Monday, October 31, 2016

Sepenggal Cerita

Cerpen:
Jeruji, Orator dan Secangkir Kopi

Seperti secangkir kopi hangat yang tersaji di pagi yang sejuk sedemikianlah gambaran semangat yang hadir dalam jiwanya. Aroma harum nan khas mengawali kenikmatan yang pahit dari seteguk kopi ataukah pahit yang menawarkan kenikmatan.
Dibalik jeruji dia tersenyum memegang tangkai gelasnya sembari menyeduh teh kopi yang masih panas. Dia tersenyum memandang jeruji dihadapannya. Jeruji yang memenjarakan jiwanya. Tak henti mulutnya meniup hingga uapnya mengepul, meninggalkan jejak aroma kopi yang menawarkan kepahitan. Kepahitan yang tidak terbatas kepada pahit itu sendiri akan tetapi rasa pahit yang memberinya Aroma kehidupan, dibalik jeruji yang sekian lama telah memenjarakan jiwa dan kebebasannya.
Dia tetap memiliki semangat. Meskipun itu hadir seperti bayang-bayang semu, setidaknya tidak membuatnya terjebak dalam kehampaan. Kehampaan itu seperti sosok yang menakutkan yang sewaktu-waktu datang merasuki kepala dan mengakhiri segala harapan yang ada.
Semua berawal dari perubahan. Mencoba untuk melakoni sejarah tetapi terjebak pada sistem yang lebih kuat. Dia seorang Mahasiswa, yang mencoba keluar dari sistem yang menekannya akan tetapi dia berakhir dibalik jeruji, menikmati sisa-sisa Tahunnya bersama segelas Kopi di setiap pagi sembari menghitung hari-hari.

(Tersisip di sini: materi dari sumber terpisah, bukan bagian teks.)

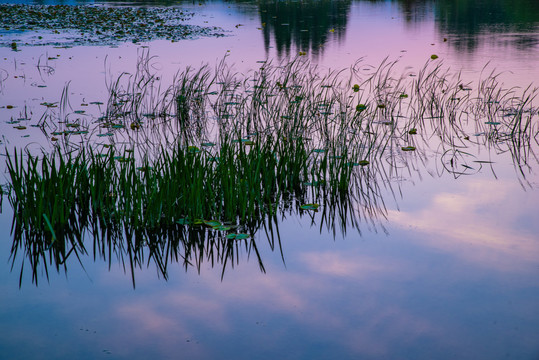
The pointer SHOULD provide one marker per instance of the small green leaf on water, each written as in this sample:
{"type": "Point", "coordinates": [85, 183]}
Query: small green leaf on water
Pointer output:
{"type": "Point", "coordinates": [361, 107]}
{"type": "Point", "coordinates": [212, 223]}
{"type": "Point", "coordinates": [183, 221]}
{"type": "Point", "coordinates": [363, 162]}
{"type": "Point", "coordinates": [222, 228]}
{"type": "Point", "coordinates": [309, 206]}
{"type": "Point", "coordinates": [234, 236]}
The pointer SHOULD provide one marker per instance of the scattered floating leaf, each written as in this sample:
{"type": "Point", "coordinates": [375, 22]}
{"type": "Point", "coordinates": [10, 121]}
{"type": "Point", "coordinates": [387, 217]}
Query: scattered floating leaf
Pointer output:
{"type": "Point", "coordinates": [363, 162]}
{"type": "Point", "coordinates": [361, 107]}
{"type": "Point", "coordinates": [309, 206]}
{"type": "Point", "coordinates": [234, 236]}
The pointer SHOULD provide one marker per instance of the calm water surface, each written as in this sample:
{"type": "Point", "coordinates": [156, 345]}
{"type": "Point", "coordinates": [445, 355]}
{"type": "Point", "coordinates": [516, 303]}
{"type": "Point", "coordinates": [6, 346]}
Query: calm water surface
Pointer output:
{"type": "Point", "coordinates": [448, 270]}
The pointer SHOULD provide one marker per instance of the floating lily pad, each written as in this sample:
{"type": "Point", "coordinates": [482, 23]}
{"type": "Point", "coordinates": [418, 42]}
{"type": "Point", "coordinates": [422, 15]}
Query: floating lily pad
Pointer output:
{"type": "Point", "coordinates": [222, 228]}
{"type": "Point", "coordinates": [234, 236]}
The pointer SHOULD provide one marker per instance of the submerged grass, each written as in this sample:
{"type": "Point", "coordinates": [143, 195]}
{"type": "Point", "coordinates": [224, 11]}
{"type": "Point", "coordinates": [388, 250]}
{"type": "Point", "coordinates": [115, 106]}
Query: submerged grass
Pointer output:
{"type": "Point", "coordinates": [193, 171]}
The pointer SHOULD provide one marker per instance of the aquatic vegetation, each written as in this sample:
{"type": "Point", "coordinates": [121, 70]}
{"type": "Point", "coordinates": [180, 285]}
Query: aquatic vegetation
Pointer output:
{"type": "Point", "coordinates": [98, 25]}
{"type": "Point", "coordinates": [218, 156]}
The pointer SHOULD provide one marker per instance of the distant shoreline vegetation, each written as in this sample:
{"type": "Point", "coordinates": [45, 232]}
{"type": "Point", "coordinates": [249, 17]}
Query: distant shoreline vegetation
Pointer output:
{"type": "Point", "coordinates": [70, 25]}
{"type": "Point", "coordinates": [218, 156]}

Dia seorang Orator yang dibungkam, intelek yang dibantah, dan pemikir yang diabaikan. Ada-ada saja warna dalam perjalanan hidupnya, akan tetapi hitamnya kopi lebih memberi kepekatan yang pasti dalam garis lurus sejarah kehidupannya sebagai seorang yang dinamakan Mahasiswa. Sebab drama yang dia lakoni bukanlah drama solo, bukan pantomim melainkan drama babak per babak yang membutuhkan banyak pemeran didalamnya agar untaian dan alur cerita dapat terbentuk menjadi suatu rangkaian kisah yang sempurna. Akan tetapi, pada kenyataannya ia sendiri, memikirkan dunia yang besar yang harus dihadapi. pada akhirnya ia tetap sendiri menanggung untuk mengakhiri segala perkara yang telah dimulainya.

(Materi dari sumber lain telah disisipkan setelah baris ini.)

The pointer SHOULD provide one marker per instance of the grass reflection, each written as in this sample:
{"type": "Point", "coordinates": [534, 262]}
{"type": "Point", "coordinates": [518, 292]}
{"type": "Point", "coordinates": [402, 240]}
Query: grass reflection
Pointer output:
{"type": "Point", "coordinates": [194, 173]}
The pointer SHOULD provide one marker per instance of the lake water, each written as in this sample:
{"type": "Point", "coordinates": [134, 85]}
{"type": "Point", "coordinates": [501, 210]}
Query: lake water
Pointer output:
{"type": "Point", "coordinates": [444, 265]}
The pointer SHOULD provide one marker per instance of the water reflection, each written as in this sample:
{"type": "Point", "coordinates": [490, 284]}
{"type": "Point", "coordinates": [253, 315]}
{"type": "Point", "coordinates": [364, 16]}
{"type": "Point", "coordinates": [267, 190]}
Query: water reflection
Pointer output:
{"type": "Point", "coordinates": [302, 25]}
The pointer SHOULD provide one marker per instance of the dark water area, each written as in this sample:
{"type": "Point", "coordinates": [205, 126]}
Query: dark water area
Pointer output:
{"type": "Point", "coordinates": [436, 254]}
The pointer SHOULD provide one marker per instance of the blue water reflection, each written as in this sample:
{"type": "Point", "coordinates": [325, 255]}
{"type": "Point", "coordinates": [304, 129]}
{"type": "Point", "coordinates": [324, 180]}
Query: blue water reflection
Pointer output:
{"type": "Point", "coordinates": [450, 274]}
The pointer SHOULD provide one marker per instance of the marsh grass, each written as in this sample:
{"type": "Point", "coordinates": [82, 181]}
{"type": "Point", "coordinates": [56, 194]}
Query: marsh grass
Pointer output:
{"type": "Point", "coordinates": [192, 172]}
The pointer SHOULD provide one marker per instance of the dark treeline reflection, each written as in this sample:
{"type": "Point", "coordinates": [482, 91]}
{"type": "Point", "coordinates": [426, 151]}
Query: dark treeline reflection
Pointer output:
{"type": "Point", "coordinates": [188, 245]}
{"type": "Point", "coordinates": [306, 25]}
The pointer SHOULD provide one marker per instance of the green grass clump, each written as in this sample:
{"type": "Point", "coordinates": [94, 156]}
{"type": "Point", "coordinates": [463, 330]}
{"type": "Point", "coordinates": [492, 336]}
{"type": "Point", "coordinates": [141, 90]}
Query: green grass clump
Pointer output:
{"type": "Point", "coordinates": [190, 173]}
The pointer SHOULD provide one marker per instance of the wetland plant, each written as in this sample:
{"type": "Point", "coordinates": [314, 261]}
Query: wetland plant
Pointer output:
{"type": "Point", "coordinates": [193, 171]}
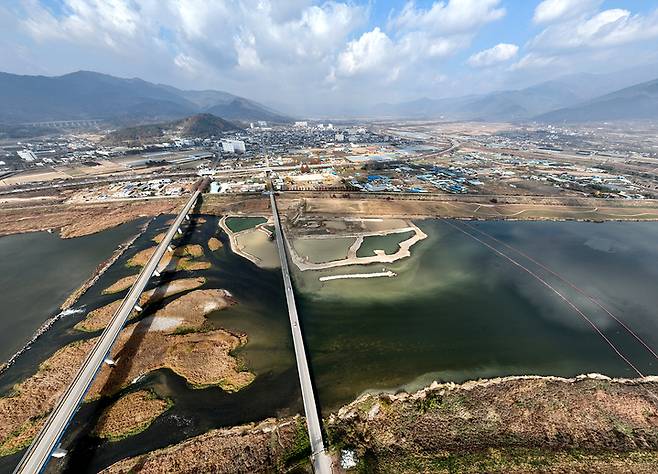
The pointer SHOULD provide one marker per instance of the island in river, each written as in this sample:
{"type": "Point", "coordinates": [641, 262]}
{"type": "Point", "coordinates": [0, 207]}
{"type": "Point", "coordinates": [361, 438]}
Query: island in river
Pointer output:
{"type": "Point", "coordinates": [357, 348]}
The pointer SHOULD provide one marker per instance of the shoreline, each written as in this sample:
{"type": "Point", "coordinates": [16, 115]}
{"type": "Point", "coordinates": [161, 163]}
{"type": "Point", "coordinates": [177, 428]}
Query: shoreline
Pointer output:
{"type": "Point", "coordinates": [65, 308]}
{"type": "Point", "coordinates": [444, 425]}
{"type": "Point", "coordinates": [403, 252]}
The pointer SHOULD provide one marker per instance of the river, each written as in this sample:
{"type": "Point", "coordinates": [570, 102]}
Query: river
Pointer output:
{"type": "Point", "coordinates": [457, 310]}
{"type": "Point", "coordinates": [39, 270]}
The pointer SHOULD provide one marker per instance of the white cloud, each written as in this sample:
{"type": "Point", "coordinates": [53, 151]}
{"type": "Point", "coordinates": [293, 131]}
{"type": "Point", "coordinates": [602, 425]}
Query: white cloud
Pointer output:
{"type": "Point", "coordinates": [552, 10]}
{"type": "Point", "coordinates": [608, 28]}
{"type": "Point", "coordinates": [456, 16]}
{"type": "Point", "coordinates": [370, 52]}
{"type": "Point", "coordinates": [500, 53]}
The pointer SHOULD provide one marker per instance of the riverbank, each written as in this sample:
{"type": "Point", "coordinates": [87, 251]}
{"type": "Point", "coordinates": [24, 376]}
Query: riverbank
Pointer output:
{"type": "Point", "coordinates": [587, 424]}
{"type": "Point", "coordinates": [73, 298]}
{"type": "Point", "coordinates": [173, 338]}
{"type": "Point", "coordinates": [81, 219]}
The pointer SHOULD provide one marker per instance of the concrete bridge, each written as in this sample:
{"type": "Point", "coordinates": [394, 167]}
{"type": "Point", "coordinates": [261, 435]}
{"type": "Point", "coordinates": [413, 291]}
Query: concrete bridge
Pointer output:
{"type": "Point", "coordinates": [46, 443]}
{"type": "Point", "coordinates": [319, 457]}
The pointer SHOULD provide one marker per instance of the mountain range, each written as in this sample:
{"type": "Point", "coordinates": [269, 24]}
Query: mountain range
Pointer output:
{"type": "Point", "coordinates": [90, 95]}
{"type": "Point", "coordinates": [196, 126]}
{"type": "Point", "coordinates": [624, 95]}
{"type": "Point", "coordinates": [571, 98]}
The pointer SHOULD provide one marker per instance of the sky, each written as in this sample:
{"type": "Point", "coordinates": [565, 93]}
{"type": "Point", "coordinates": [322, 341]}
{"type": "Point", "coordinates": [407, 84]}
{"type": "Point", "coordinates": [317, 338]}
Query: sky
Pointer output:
{"type": "Point", "coordinates": [306, 56]}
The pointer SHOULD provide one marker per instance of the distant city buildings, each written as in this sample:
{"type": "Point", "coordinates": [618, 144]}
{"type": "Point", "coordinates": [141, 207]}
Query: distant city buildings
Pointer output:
{"type": "Point", "coordinates": [27, 155]}
{"type": "Point", "coordinates": [233, 146]}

Seharusnya ia memiliki kekuatan itu, kekuatan untuk menghimpun. bukankah aksi protes tempo hari membawa banyak massa? Kenapa aku sendirian di balik jeruji ini? Kami memiliki pemikiran yang sama, kami mengalami penderitaan dan luka yang sama ? dimanakah mereka saat ini? Apakah masih melanjutkan perjuangan? Dia berbisik, ungkapan dari seruan hatinya yang pilu. Sesungguhnya ia tidak takut akan masa depan, dia hanya takut apabila melakukan kesalahan di masa lalu.
“Hey Bung! Ku dengar Bisikanmu, kehampaan terlalu mengusik pikiranmu sehingga kau lupa masih ada kami disampingmu, hanya dinding tembok dan jeruji yang membatasi kita, perjuangan masih terus berlanjut” ada suara dibalik tembok sebelah kanannya.

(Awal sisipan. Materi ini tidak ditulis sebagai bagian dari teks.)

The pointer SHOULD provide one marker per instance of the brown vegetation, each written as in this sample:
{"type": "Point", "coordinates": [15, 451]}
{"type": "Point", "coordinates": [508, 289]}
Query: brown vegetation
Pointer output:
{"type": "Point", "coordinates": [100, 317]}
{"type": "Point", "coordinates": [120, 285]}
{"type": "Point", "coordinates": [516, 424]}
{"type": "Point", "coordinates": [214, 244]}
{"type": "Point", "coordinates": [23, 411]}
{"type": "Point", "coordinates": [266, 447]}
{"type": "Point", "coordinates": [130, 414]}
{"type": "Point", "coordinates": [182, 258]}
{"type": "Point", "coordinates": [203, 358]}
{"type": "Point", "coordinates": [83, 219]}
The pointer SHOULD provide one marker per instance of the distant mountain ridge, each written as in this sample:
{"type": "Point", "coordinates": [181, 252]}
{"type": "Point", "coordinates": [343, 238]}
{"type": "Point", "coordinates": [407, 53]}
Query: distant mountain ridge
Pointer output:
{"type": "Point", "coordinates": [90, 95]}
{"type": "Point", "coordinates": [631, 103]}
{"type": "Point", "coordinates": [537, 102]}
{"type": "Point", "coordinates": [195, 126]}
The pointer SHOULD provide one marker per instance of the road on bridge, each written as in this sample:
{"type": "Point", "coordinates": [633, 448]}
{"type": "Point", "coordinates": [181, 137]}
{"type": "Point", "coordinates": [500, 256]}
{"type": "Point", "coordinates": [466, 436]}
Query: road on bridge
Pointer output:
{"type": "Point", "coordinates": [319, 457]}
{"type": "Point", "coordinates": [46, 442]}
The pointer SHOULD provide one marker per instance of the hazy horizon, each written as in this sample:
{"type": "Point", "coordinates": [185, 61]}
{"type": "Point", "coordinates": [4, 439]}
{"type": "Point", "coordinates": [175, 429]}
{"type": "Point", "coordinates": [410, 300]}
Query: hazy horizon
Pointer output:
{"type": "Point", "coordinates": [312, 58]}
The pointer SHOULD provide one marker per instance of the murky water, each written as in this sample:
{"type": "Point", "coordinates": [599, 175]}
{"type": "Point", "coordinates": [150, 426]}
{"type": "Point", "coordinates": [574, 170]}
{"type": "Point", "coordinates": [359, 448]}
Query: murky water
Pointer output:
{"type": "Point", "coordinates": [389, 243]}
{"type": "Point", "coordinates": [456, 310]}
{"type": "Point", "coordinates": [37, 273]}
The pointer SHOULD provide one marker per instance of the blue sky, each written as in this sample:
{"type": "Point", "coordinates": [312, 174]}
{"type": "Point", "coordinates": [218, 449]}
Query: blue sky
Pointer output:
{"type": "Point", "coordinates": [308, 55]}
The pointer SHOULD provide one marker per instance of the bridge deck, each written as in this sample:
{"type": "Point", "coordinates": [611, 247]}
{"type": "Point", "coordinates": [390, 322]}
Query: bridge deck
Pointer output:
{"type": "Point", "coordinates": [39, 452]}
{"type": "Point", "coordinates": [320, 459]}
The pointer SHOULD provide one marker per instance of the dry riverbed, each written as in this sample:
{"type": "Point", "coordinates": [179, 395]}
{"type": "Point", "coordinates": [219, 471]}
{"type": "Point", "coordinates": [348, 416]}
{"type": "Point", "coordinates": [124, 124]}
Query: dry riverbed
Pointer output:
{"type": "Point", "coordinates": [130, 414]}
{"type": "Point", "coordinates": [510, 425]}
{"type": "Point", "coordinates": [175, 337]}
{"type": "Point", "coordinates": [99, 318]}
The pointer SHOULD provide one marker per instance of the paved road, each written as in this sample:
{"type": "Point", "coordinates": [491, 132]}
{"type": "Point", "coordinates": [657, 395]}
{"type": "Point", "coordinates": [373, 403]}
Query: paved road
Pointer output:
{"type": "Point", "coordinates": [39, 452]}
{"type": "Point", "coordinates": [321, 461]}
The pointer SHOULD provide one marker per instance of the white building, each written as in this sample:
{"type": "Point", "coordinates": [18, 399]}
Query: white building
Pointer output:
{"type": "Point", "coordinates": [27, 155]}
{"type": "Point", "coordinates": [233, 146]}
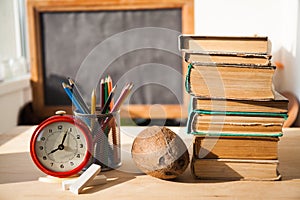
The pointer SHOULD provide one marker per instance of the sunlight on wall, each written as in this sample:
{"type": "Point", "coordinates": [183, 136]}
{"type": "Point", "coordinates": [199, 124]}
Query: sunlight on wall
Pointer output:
{"type": "Point", "coordinates": [276, 19]}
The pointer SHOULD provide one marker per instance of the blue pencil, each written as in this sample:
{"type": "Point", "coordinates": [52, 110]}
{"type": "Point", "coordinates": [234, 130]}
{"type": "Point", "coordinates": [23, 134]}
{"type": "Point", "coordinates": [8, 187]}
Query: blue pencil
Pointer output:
{"type": "Point", "coordinates": [73, 99]}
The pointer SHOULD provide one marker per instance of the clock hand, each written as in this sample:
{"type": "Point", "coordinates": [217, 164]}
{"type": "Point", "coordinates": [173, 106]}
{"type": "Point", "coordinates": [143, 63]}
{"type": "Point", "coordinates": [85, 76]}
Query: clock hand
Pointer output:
{"type": "Point", "coordinates": [64, 138]}
{"type": "Point", "coordinates": [54, 150]}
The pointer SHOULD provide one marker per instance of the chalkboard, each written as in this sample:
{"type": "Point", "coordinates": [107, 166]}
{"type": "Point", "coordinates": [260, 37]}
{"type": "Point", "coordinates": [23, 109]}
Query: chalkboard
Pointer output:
{"type": "Point", "coordinates": [68, 38]}
{"type": "Point", "coordinates": [132, 41]}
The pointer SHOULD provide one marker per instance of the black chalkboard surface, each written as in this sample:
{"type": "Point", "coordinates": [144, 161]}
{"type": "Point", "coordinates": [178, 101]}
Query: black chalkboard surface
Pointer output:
{"type": "Point", "coordinates": [132, 41]}
{"type": "Point", "coordinates": [69, 37]}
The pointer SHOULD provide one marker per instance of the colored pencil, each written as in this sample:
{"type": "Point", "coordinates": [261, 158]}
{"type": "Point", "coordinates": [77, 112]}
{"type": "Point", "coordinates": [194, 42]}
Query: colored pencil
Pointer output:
{"type": "Point", "coordinates": [107, 103]}
{"type": "Point", "coordinates": [78, 95]}
{"type": "Point", "coordinates": [67, 89]}
{"type": "Point", "coordinates": [125, 92]}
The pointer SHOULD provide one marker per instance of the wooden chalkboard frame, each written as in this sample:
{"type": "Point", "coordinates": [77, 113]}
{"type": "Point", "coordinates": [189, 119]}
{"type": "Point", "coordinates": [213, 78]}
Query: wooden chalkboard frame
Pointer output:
{"type": "Point", "coordinates": [35, 7]}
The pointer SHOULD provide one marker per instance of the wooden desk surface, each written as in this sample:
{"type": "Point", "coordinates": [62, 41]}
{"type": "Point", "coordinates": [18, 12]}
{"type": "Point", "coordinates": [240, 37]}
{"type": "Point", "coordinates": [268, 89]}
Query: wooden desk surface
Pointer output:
{"type": "Point", "coordinates": [19, 176]}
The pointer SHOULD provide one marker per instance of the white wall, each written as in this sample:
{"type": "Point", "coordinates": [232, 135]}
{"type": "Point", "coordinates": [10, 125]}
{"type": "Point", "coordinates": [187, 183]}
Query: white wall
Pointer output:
{"type": "Point", "coordinates": [16, 92]}
{"type": "Point", "coordinates": [277, 19]}
{"type": "Point", "coordinates": [10, 46]}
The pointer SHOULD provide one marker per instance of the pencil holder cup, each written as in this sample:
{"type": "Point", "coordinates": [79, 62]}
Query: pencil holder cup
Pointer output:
{"type": "Point", "coordinates": [105, 131]}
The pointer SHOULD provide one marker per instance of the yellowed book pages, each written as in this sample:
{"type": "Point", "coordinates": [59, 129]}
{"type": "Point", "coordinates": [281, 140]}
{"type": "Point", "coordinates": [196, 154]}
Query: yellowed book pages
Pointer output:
{"type": "Point", "coordinates": [192, 43]}
{"type": "Point", "coordinates": [261, 148]}
{"type": "Point", "coordinates": [244, 83]}
{"type": "Point", "coordinates": [228, 59]}
{"type": "Point", "coordinates": [235, 169]}
{"type": "Point", "coordinates": [278, 105]}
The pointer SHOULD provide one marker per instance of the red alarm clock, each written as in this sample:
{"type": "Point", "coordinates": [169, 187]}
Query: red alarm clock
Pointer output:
{"type": "Point", "coordinates": [61, 145]}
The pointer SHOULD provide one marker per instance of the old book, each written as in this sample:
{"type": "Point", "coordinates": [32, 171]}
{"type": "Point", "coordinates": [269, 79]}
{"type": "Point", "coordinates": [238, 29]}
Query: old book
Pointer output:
{"type": "Point", "coordinates": [235, 169]}
{"type": "Point", "coordinates": [262, 148]}
{"type": "Point", "coordinates": [228, 59]}
{"type": "Point", "coordinates": [277, 105]}
{"type": "Point", "coordinates": [224, 44]}
{"type": "Point", "coordinates": [230, 82]}
{"type": "Point", "coordinates": [216, 123]}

“perjuangan akan tetap ada, meskipun bukan kita lagi aktornya, tenanglah bung, Nikmati sisa kopimu, hari masih panjang” ada suara menyahut dari balik tembok sebelah kirinya.
Lalu sang orator tersenyum dan menatap ventilasi di belakangnya. Ternyata hari sudah mulai cerah. ada kebahagiaan tersirat, bahwa ternyata ia tidak sendiri menghadapi badai ini. Ia menatap kopi dalam cangkir yang sudah mulai dingin dalam genggamannya. Ia tersenyum lagi, mengangkat cangkir dan meneguk kopi itu sampai habis. Setidaknya harapan itu tidak akan pernah sirna, dari waktu ke waktu.